Legal Department’s Potential is Wasted
Instead of working on ironing out issues with contracts, ensuring the company is staying compliant with rules and regulations, and being the organization’s legal advisor, legal departments have to make do with getting the department back to square one. This time and investment could have allowed the legal department prove their value to the company and helped them scale up and focus on what really matters, rather than managing disruptions.
Attorney Burnout
As mentioned above, today’s legal departments are faced with a recession, having to “do more with less”, and working at half capacity. With the current strain on time, budget, and resources, attorneys are tired out having to not only do the legal work required of them, but also the emergency work that they have to deal with, without a game plan.

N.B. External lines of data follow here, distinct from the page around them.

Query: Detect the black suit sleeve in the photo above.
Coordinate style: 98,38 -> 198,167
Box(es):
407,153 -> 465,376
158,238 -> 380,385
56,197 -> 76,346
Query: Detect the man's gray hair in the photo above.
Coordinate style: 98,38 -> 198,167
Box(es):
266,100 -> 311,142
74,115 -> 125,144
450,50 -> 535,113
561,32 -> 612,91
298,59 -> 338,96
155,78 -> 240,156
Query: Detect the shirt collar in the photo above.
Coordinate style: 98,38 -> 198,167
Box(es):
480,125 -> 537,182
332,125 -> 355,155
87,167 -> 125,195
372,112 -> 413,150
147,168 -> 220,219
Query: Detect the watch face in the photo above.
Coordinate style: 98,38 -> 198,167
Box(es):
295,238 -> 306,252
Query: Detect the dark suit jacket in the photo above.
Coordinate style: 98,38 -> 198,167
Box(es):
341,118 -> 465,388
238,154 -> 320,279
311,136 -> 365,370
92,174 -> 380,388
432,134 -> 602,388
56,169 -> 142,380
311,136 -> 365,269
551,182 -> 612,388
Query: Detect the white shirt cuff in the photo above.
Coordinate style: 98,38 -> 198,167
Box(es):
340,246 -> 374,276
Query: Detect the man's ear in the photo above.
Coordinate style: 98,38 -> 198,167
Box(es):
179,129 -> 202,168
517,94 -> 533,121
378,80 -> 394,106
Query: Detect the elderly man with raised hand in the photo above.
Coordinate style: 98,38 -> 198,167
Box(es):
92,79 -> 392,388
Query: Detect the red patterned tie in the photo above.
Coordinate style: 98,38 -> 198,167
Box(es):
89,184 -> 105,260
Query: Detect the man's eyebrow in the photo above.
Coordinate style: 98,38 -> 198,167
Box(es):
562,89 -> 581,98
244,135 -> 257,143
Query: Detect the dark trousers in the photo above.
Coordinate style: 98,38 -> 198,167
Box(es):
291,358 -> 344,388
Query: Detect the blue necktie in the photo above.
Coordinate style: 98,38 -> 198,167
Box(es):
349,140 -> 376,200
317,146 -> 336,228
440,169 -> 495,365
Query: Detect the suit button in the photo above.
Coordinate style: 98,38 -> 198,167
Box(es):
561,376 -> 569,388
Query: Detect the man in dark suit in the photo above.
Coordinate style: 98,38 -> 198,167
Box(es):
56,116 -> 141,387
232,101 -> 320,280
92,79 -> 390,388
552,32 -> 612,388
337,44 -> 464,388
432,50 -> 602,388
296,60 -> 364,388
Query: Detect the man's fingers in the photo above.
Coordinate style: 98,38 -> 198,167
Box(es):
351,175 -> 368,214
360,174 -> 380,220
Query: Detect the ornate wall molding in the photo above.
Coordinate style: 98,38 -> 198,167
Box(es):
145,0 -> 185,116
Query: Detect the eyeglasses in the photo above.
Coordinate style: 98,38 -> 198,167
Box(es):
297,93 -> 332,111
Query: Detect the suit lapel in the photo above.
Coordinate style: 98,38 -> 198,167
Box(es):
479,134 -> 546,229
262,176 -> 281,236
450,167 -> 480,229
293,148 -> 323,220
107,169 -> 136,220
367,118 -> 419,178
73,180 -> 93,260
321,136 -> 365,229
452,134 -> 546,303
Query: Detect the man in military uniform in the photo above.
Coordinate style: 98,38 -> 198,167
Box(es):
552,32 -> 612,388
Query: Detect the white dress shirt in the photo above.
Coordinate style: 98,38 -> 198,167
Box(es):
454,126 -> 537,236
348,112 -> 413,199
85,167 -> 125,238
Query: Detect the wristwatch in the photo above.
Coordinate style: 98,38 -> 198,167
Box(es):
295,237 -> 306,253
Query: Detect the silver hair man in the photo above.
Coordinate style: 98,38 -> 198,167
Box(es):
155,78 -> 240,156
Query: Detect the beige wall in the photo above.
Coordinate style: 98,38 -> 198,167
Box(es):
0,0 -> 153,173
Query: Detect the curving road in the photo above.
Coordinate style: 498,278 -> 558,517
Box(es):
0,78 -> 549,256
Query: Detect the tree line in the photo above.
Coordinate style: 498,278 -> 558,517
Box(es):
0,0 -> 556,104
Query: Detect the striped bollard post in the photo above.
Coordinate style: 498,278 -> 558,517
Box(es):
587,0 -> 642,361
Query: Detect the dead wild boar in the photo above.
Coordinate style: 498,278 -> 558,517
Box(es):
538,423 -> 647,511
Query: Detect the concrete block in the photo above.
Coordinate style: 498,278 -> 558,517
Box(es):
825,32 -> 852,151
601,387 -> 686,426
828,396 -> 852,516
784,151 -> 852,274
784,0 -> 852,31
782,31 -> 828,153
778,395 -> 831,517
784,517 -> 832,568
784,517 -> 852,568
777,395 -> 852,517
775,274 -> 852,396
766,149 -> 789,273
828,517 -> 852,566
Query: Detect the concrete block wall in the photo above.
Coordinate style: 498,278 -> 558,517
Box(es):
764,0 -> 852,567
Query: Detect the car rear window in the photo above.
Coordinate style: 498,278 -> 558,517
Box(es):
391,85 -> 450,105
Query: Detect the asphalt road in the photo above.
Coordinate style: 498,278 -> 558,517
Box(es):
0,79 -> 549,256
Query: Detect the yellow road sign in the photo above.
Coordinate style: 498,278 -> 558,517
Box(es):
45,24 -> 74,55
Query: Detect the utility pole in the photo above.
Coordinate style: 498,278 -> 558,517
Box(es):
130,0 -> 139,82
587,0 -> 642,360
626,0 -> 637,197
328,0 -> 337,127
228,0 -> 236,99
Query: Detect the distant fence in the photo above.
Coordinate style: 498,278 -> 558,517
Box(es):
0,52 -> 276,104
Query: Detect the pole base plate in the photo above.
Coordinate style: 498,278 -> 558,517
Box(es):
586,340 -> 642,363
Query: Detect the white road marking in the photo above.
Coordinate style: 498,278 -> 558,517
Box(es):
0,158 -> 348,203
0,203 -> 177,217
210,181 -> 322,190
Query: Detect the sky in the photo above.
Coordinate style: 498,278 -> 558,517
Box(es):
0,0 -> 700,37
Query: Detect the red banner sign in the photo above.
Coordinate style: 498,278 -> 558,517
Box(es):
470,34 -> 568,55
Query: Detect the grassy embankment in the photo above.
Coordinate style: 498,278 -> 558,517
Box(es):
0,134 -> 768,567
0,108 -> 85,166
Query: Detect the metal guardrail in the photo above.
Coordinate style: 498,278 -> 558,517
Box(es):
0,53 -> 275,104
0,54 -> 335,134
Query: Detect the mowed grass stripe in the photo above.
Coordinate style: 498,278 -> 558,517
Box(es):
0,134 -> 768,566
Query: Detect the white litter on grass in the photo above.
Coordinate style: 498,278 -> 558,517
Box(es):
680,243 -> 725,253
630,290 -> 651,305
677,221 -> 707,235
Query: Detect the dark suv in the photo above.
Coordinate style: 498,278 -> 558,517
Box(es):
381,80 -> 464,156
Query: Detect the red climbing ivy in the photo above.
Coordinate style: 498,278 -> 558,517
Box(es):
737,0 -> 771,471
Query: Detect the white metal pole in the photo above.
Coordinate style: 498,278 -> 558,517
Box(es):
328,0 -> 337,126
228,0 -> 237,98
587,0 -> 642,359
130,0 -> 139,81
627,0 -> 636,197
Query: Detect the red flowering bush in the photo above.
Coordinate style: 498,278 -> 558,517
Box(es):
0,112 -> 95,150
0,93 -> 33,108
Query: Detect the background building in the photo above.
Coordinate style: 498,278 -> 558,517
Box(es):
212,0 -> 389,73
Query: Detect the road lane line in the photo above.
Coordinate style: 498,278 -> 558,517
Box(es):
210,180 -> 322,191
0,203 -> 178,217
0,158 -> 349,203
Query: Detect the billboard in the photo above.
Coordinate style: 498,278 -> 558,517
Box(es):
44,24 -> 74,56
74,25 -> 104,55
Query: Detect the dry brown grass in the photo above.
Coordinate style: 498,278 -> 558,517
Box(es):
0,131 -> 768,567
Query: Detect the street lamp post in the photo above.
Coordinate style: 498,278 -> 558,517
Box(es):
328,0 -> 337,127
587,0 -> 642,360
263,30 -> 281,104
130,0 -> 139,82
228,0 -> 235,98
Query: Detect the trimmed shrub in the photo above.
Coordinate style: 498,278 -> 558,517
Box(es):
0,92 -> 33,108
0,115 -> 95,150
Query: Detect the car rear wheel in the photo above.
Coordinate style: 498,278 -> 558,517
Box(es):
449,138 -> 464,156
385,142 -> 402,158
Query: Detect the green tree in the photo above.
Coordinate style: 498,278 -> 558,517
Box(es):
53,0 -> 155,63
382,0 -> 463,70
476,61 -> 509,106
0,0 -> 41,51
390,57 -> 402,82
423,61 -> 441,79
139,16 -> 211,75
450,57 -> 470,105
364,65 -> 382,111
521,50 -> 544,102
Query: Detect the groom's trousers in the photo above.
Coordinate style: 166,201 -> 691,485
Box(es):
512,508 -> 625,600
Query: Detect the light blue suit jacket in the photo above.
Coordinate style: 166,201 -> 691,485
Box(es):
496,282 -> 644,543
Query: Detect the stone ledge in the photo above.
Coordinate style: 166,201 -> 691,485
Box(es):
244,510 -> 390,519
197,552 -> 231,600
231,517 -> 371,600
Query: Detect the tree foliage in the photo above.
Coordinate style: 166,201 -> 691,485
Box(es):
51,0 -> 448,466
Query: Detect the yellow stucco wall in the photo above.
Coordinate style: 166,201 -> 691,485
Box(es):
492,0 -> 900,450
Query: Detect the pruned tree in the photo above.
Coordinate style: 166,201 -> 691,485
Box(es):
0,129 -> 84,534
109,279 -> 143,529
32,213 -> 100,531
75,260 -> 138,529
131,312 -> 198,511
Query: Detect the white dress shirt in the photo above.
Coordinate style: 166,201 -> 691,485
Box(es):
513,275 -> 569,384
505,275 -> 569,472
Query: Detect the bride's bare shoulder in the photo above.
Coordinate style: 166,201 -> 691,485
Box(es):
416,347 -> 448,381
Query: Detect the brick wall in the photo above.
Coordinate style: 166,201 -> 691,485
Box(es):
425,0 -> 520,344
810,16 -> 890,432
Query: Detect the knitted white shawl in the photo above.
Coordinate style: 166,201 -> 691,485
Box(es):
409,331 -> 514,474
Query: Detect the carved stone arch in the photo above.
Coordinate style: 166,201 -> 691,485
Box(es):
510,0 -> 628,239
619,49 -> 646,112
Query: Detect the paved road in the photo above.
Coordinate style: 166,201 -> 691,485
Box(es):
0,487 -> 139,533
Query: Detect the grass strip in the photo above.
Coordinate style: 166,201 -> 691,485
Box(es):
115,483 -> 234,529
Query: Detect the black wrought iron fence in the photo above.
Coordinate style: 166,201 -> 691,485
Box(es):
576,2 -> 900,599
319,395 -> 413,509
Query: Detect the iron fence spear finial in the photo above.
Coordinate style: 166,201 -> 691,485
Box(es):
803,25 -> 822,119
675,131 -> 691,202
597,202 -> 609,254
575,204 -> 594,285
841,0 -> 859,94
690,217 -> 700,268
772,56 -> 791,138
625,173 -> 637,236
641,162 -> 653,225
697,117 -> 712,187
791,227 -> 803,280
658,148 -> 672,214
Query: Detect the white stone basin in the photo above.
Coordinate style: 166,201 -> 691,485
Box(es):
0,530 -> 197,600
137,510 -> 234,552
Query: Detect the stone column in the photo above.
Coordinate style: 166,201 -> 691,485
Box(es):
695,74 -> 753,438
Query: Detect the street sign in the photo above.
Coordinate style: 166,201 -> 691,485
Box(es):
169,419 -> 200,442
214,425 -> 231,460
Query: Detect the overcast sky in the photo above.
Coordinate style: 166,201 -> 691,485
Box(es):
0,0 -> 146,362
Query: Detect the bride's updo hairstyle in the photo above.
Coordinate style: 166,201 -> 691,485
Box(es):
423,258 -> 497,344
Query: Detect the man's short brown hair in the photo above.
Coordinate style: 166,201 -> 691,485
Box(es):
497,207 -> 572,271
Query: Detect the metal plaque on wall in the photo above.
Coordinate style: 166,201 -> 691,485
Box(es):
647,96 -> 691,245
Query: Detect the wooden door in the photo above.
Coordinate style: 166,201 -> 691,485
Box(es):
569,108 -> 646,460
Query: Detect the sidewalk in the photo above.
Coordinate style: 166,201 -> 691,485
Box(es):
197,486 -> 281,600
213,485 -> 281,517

Mitigating the Risks Associated With Disruptions
Contrary to popular belief, nobody can do their best under pressure. Throw in a bit of legal to the mix, and legal departments need to ensure they have a contingency plan in place, and to predict future scenarios before they happen. With a successful approach to disruption management, corporate attorneys can work fast, when the disruptions happen, so that they can attack the hiccup and get back to their regularly scheduled work – without the mental strain and of course the resources needed to accomplish it.
Experience is truly the greatest teacher, and Gartner states that legal departments that learn from disruptions are 3.5 times more likely to be highly efficient in their disruption response and 2.3 times more likely to provide high-quality guidance.